Concur he'd be a great backup for Rondo....also, what if GS buys out Jaske?


----------



## Mateo (Sep 23, 2006)

While I'm not a Johnson fan, I don't think there's anything better out there for the getting... so maybe.


----------



## Jenness (Apr 18, 2007)

Yeah, it'd be nice to acquire AJ. He's a legitimate backup point and the Celtics don't have one of those. They may not even have a legitimate starting point either but that's for another day. It's too bad there doesn't seem to be a reasonable fit between both teams. 

When I look at point guard situations, I wonder what the heck Memphis is going to do. They have the luxury of having three that may all be starter-worthy. Of the three they may be most invested in Juan Carlos Navarro and Mike Conley but they seem to rave about Kyle Lowry as well. I guess JCN could shift to the two-guard at times to skim the logjam but if they are amenable to trading a point guard I would love to acquire Lowry. He's similar to Rondo, good defense, pushes the ball but he can actually shoot. Again, it's too bad the Celtics don't have the chips to acquire anyone right now.


----------



## Truth34 (May 28, 2003)

If you look at Rondo's 25 starts, his statistics are among the best PGs in the entire league.
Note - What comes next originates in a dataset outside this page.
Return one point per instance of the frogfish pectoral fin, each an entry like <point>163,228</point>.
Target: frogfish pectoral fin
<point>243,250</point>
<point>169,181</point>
So, while it is a small sample size, I tend to think this kid is going to be fine as a starter. Third-best rebounding PG in the league, best in the NBA in steals, good passer and great penetrator. What more do they want? Oh yes, a jump shot. He's working on it!


----------



## BostonBasketball (Jan 10, 2005)

Truth34 said:


> If you look at Rondo's 25 starts, his statistics are among the best PGs in the entire league. So, while it is a small sample size, I tend to think this kid is going to be fine as a starter. Third-best rebounding PG in the league, best in the NBA in steals, good passer and great penetrator. What more do they want? Oh yes, a jump shot. He's working on it!


Keep in mind those 25 games were made when no one in the NBA cared about the Celtics and we're prolly playing at 75% against them.


----------



## Truth34 (May 28, 2003)

Did you watch those games? Clearly the kid has a strong future in the league.


----------